These Marbled Tahini Cookies have got to be the most sophisticated Christmas cookies we have ever baked! Any foodie will have seen them all over IG, and of course I had to give them a try. @susanspungen‘s recipes for @nytcooking have really turned Christmas baking on its head and we are so here for it! How elegant are these? And let me tell you, they are delicious! Not too sweet, with a hint of nutty tahini and a beautiful soft crumb. Black tahini isn’t readily available, but you can order it online fairly easily. I’ve gone for a coating of black sesame seeds but you can also use black sanding sugar if you like a sweeter cookie.
Way to liven up your cookie swap!
3 cups/385 grams all-purpose flour, plus more for dusting
1 ½ teaspoons kosher salt½ teaspoon baking powderCooking spray
1 cup/225 grams unsalted butter (2 sticks), softened
1 cup/125 grams unsifted confectioners’ sugar
1 large egg, at room temperature, plus 1 egg white
1 teaspoon vanilla extract
¼ cup/115 g plain tahini
3 tablespoons black tahini
¼ cup/50 grams coarse black sanding sugar (optional)
In a medium bowl, whisk to combine 3 cups flour, the salt and baking powder; set aside. Coat a small loaf pan with cooking spray, then line with plastic wrap, tucking it into the corners and leaving plenty of overhang. Set aside.
In the bowl of a stand mixer fitted with the paddle attachment, cream together butter and confectioners’ sugar on medium-high speed until fluffy, 2 to 3 minutes, scraping bowl as needed. Add the large egg and the vanilla; beat on medium-high until combined, about 2 minutes, scraping the bowl as needed.
Add flour mixture; beat on low speed until combined; then increase speed to medium and beat until dough starts to clump together, scraping bowl as needed.
Remove dough from bowl, knead lightly and form into a fat log. Using a bench scraper or knife, cut into two pieces, one about 1/3 of the dough, and the other 2/3 of the dough. Return the larger piece to the bowl, add the plain tahini, and beat on medium speed until fully combined. Remove from bowl and set aside. Add the smaller piece and the black tahini to the bowl and beat on medium speed until fully combined.
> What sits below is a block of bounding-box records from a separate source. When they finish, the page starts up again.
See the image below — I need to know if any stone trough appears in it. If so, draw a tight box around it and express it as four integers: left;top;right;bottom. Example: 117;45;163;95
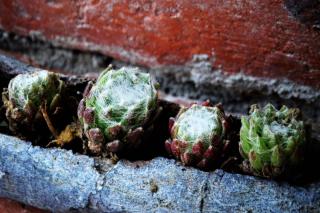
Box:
0;56;320;212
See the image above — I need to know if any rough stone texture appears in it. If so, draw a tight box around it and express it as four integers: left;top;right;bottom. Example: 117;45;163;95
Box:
0;134;99;211
203;170;320;212
0;0;320;88
0;134;320;212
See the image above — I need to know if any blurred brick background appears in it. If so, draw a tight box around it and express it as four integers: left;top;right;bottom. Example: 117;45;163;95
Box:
0;0;320;88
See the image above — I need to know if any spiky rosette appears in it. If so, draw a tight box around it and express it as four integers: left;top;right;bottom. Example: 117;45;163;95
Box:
78;67;158;154
239;104;306;178
2;70;64;138
165;102;229;169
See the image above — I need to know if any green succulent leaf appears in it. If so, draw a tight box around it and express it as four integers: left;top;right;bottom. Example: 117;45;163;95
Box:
79;67;158;141
240;104;306;177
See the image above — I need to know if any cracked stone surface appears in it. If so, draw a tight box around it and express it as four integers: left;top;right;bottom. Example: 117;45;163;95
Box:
0;134;320;212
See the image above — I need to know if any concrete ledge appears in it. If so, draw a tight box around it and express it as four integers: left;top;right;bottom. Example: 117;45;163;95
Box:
0;134;320;212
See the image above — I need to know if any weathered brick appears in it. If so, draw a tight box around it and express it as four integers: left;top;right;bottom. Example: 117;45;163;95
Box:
0;0;320;88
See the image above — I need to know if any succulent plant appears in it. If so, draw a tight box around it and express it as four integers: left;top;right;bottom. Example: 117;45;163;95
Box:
165;101;229;169
2;70;64;141
78;67;159;154
239;104;306;178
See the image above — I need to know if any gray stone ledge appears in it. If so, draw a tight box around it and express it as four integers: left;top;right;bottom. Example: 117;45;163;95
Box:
0;134;320;212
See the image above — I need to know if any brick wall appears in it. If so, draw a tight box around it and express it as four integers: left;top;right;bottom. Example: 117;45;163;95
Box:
0;0;320;88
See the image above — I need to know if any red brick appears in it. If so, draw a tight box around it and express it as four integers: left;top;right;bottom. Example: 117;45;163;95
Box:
0;0;320;88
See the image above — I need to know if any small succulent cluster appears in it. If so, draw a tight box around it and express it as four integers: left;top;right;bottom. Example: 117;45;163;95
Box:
2;70;64;141
78;67;159;154
2;63;307;178
239;104;306;178
165;102;229;169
On a generously floured surface, using a bench scraper or a knife, cut the white dough in half. Pat half the white dough into a 5-inch square. Cut the black dough in half, then pat half the black dough on top of the flattened white dough to match dimensions. Repeat with remaining white dough, then black dough, so you have four alternating layers of white dough and black dough. Cut in half crosswise, and gently knead and roll one piece to marble the two colors together. Repeat with the second piece of dough. Stack both pieces of dough together (they should be fairly soft at this point, so be gentle), and briefly knead the pieces together to form one dough.
Press dough into prepared pan, and fold the plastic wrap over the top to seal. Gently press down to even out the surface as much as possible. Chill until firm, preferably overnight, or at least a few hours and up to 3 days ahead, or freeze up to 3 months.
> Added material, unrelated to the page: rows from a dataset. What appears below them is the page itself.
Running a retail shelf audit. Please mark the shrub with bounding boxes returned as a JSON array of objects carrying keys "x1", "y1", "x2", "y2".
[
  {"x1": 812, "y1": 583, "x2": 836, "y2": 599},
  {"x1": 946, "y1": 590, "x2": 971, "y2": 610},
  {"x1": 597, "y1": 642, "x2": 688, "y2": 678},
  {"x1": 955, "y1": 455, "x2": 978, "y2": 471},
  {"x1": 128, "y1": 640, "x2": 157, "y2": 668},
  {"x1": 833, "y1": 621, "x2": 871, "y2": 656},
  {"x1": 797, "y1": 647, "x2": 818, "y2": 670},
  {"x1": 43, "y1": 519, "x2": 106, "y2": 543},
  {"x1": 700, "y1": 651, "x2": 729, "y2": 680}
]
Heat oven to 325 degrees F (160 C). Beat the egg white with 1 teaspoon water to thin it out. Spread the sanding sugar out on a small baking sheet. Remove the block of dough from the loaf pan and unwrap it. Trim the slanted sides and the top if you want them really square. Very lightly brush the outside of the block with the egg white mixture. Press the block firmly to coat all sides (except the ends) with the sugar, sprinkling and pressing it on to cover any bare spots.
Cut the block into barely 1/4-inch-thick slices, and lay them out 1 inch apart on two parchment- or silicone mat-lined baking sheets. Freeze until firm, about 10 minutes.
Bake until cookies are golden underneath, 14 to 16 minutes. Let cool a few minutes on the baking sheets, then transfer cookies to wire racks to cool completely. Cookies will keep in an airtight container at room temperature up to 1 week.